Clare is a 3rd grader at Richmond Elementary School, age 8. She has a bilateral, moderate/server sensori-neural hearing loss. She received a cochlear implant on October 3, 2006, and her implant was activated on November 1, 2006. She has unilateral hearing with her left ear utilizing the cochlear implant, and hears within normal limits across frequencies except 3K and 4K. She has 2 ASL interpreters with her at all times throughout the school day.
Clare has made great gains since she was implanted and activated 2 years ago. She is now able to understand using audition alone (no signs or lip reading) simple, familiar words, phrase and sentences when presented in a quiet setting and within 20 feet. She has greater difficulty when there is background noise, when the length of utterance has been increased, or when the information is unfamiliar to her. She still depends on her interpreters and visual cues within the classroom. She is able to understand better when in small groups or one-on-one. Clare is more independent of her interpreter within smaller groups. She is most intelligible when she uses the total communication process (voice and sign), although she frequently must be reminded to slow down her speech. Clare currently receives 90 minutes of speech therapy weekly to work on articulation and correct pronunciation of speech sounds (especially /r, s, f, ch/). Socially, she is very popular with her peers, and has many friends. She participates in the school plays and talent show (performing a monologue), which has given her increased confidence.

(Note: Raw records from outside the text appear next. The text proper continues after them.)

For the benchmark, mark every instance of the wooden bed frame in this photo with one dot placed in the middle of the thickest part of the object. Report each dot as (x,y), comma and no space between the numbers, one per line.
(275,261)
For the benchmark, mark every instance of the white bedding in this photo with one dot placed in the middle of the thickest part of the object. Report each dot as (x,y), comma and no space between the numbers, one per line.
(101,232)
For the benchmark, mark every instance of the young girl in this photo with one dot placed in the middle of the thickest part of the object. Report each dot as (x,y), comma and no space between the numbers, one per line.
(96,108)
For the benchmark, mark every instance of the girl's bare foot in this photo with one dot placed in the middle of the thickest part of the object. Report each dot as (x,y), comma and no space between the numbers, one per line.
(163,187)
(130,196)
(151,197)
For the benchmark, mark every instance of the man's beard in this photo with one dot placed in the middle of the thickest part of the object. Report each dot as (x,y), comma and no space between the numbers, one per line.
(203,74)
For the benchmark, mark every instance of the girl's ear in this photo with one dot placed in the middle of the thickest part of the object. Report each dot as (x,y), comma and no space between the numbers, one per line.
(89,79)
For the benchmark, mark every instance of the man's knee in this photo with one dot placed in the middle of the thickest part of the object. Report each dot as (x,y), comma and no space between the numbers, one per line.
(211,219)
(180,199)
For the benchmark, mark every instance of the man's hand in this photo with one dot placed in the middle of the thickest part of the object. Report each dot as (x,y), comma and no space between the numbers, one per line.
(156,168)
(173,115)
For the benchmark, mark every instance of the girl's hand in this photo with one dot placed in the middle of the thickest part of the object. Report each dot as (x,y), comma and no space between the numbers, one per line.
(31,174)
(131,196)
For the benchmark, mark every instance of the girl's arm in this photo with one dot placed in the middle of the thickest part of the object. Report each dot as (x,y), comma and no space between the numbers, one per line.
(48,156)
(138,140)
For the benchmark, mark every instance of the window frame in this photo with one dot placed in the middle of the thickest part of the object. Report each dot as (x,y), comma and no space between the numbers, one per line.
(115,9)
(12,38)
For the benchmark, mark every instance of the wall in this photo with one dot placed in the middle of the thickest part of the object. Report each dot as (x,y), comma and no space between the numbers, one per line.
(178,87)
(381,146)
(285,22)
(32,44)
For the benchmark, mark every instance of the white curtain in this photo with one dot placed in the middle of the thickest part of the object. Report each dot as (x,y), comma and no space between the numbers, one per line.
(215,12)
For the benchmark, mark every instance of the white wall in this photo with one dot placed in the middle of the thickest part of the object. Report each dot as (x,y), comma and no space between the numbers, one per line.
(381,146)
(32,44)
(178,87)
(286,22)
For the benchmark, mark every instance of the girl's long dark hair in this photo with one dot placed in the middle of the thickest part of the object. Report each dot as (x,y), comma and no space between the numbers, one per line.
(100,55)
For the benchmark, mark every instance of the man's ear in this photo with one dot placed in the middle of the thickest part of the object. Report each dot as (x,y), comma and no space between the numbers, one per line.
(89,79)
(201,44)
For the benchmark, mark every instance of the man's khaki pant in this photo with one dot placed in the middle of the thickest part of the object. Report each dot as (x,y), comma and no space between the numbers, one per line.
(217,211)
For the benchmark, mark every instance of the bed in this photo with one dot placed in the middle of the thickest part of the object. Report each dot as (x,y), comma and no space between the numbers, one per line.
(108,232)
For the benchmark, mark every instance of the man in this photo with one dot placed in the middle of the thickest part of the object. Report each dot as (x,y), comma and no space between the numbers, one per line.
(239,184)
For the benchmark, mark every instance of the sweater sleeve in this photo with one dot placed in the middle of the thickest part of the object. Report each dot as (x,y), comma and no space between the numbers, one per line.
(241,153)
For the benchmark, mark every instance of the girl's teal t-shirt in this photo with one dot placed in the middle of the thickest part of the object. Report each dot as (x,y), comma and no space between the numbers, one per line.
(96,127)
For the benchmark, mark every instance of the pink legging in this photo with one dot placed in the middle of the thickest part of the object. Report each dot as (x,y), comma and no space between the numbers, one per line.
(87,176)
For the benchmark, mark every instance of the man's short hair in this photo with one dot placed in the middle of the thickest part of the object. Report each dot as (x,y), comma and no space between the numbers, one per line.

Her classroom teacher, Mrs. Hembrick, says she is an eager learner and participates in class, small group, and partner activities. She is a fluent reader, but does not always understand what she is reading. She shows great weakness in math, but is strong in science and social studies. Clare will always let the teacher know when she can’t hear, or doesn’t understand something. She sometimes asks questions that have just been asked by another student. She often misses information because she is too quick and only hears half of the information the teacher presents.
In the music room, Clare participates fully in all aspects of class. She loves to play instruments, although glockenspiels and metallophones hurt her ears. She is often given a xylophone and preferentially positioned away from the metal instruments. Clare sings songs and chants poems with the class, occasionally relying on her interpreter for unfamiliar lyrics. Her pitch has improved significantly, although she still struggles to reach higher pitches. She sometimes uses her speaking voice when the class is singing. If she does not look up while playing instruments, she often loses the beat, and the interpreter will have to visually or kinesthetically help her maintain a steady beat. The use of Kodaly hand signals has been challenging, as they resemble ASL. Music terminology in foreign languages has also been a challenge for the interpreter and Clare to understand. She sometimes needs to sit close to the stereo speakers to hear certain pieces of music, while others she can hear from across the room.